Познакомившись с образами Костанжогло и Муразова, читатель вправе задать вопрос: «А как же „Приобретение – вина всего“? Куда делась эта мысль?». Вот что на это можно ответить. Уже в «Выбранных местах» (а затем и во втором томе «Мертвых душ») это положение, окрасившее все содержание первого тома поэмы, да и все раннее творчество Гоголя, уступает свое центральное место другой полемической идее писателя. Ее тоже можно назвать антибуржуазной, но в этом случае антибуржуазность замешана на славянофильских постулатах. Речь идет о той специфической трактовке западного просвещения как фактора, «раздробляющего» человеческую личность, с которой мы уже познакомились.

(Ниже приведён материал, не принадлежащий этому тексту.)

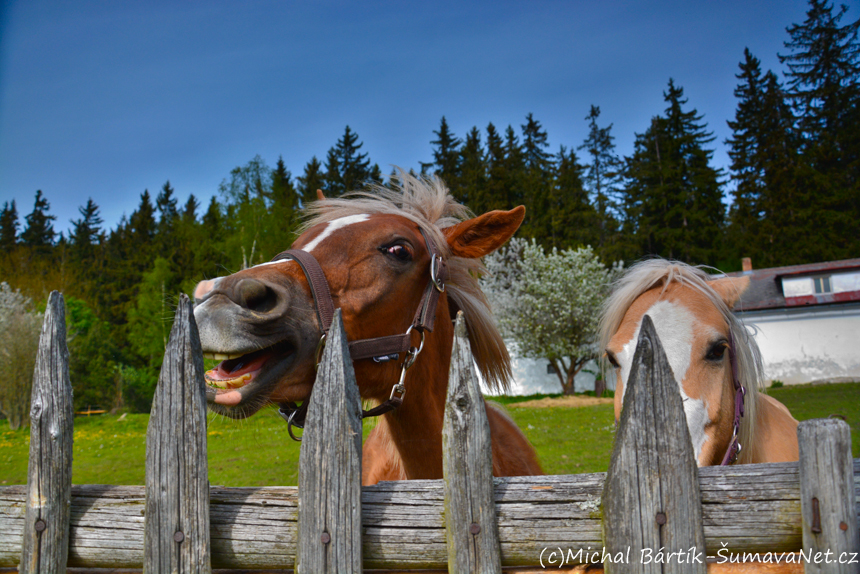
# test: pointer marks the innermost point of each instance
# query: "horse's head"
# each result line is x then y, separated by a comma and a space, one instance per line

Ополчившись на буржуазный прогресс, Гоголь фактически начинает выступать против исторического развития как такового. Зато, с другой стороны, патриархальные формы жизни, даже такие, как система откупов, отмена которой была для России почти тем же, что и освобождение крестьян, вознаграждаются во втором томе поэмы богатством, по мнению писателя, не греховным.
Нужно, однако, признать, что в расплывчатом понятии «западное просвещение» Гоголь сумел очень точно нащупать реальную причину «раздробления» личности – капиталистическое разделение труда. В одном из набросков ко второму тому «Мертвых душ» читаем: «Вот оно, вот оно, что значит, а не то, что нынешнее просв<ещенье?>, которое превратило человека в машину, что весь век свой вытащивает одну <1 нрзб.>. Какой тесный круг, какое <1 нрзб.> дело» (VII, 272).
Столь же четко сформулирован в другом наброске и гоголевский идеал: «И почувствовал, что это разнообразие работ мужика, который сам своим трудом может и накормить, и одеть, и обстроить <…> что был умнее…» (VII, 291). Здесь Гоголь ориентируется уже не на духовный склад патриархального крестьянина, как это имело место в первом томе поэмы, а на его социально-экономическую характеристику.[170]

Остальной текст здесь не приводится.